Dexter Morgan est expert en médecine légale dans la spécialité peu banale des traces de sang, il reconstitue les meurtres barbares commis dans la ville. Il travaille au côté de sa soeur, Debra, qui est inspecteur, tout comme l’était leur père. Homme discret, il n’attire pas l’attention sur lui, non, plus encore, il la fuit mettant ceci sur le compte de sa timidité, de son mal être en société qui est peut-être dû à son adoption. Ou peut-être pas. La nuit, il se transforme en serial killer, traque les monstres de l’espèce humaine qu’il trouve dans la base de données de la police, les tue méticuleusement sans aucun remord avant de découper les corps et de s’en débarrasser en pleine mer. C’est l’appel du sang, pur et simple, une volonté sans faille de nettoyer la ville des pires individus. La raison ? Alors qu’il n’était qu’un bambin, Dexter a été témoin du meurtre atroce de sa mère. Un véritable bain de sang. Traumatisé à vie. L’inspecteur qui l’a trouvé deux jours plus tard assis dans une mare de sang près des membres dépouillés de sa mère, a fait en sorte de l’adopter et ce n’est que vers l’adolescence qu’il a compris que son fils était… particulier.

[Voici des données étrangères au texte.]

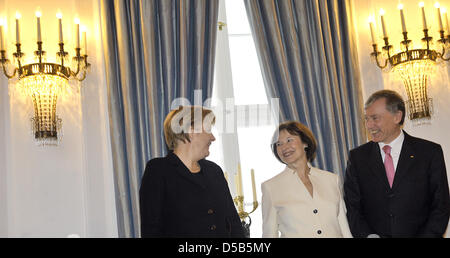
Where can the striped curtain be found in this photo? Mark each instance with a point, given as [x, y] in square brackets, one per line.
[307, 52]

D’épisodes en épisodes on peut voir le présent de Dexter mais aussi des flash back, ce qui nous permet de cerner le personnage, plus encore de s’y attacher. Ce n’est pas de la compassion, il fait froid dans le dos à ne ressentir aucune culpabilité ni aucun autre sentiment. Il est plus ou moins passible mais pourtant essaye à tout prix d’être un homme bon, de faire son travail correctement, d’être un frère présent… Et un justicier la nuit. Vous connaissez certainement le groupe facebook qui tourne “Je regarde NCIS, Les Experts, Esprits Criminels.. Alors je peux faire croire que ta mort était un accident..” et bien c’est exactement le cas de notre cher Dexter. Son métier lui a appris toutes les ficelles pour ne laisser aucune preuve et son côté maniaque le rend encore plus effrayant. Il passe à travers les mailles du filet avec une aisance bien particulière. Ce dernier point fait toute la différence, il se démarque des héros lisses habituelles, formatés à être légalement bon. Lui, il est l’inverse, un prédateur de la nuit, effrayant mais aussi attachant, voir même excitant.

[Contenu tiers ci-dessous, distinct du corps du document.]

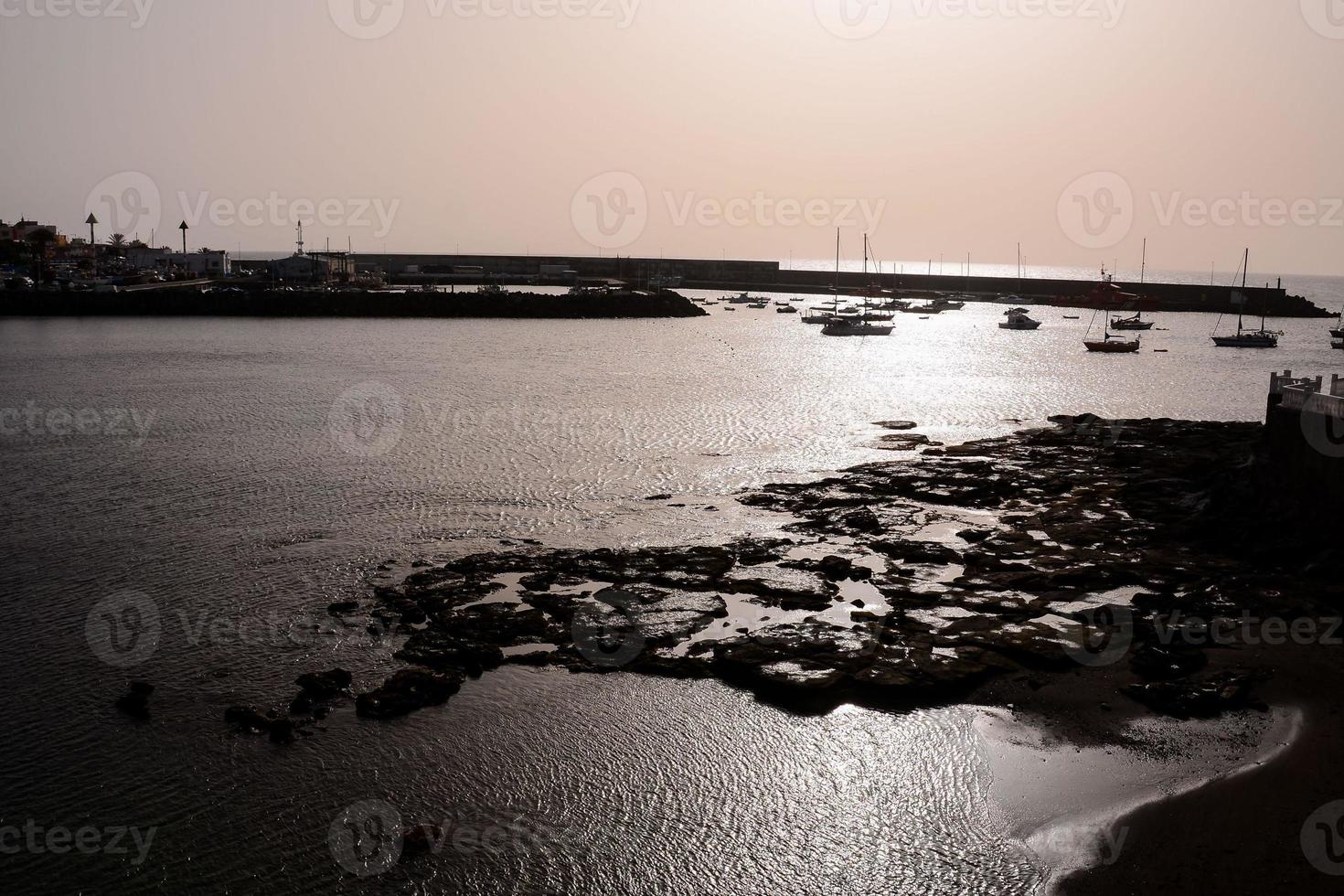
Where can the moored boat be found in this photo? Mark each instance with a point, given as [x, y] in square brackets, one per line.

Qui n’a jamais rêvé de faire disparaitre quelqu’un de la surface de la planète sans en subir les conséquences et devoir porter ces horribles uniformes rayés ? Il fait le bien même si c’est mal, dans la mesure des moeurs d’aujourd’hui. Le fait qu’il ait une gueule d’ange à qui l’on donnerait tout sans concession aide certainement.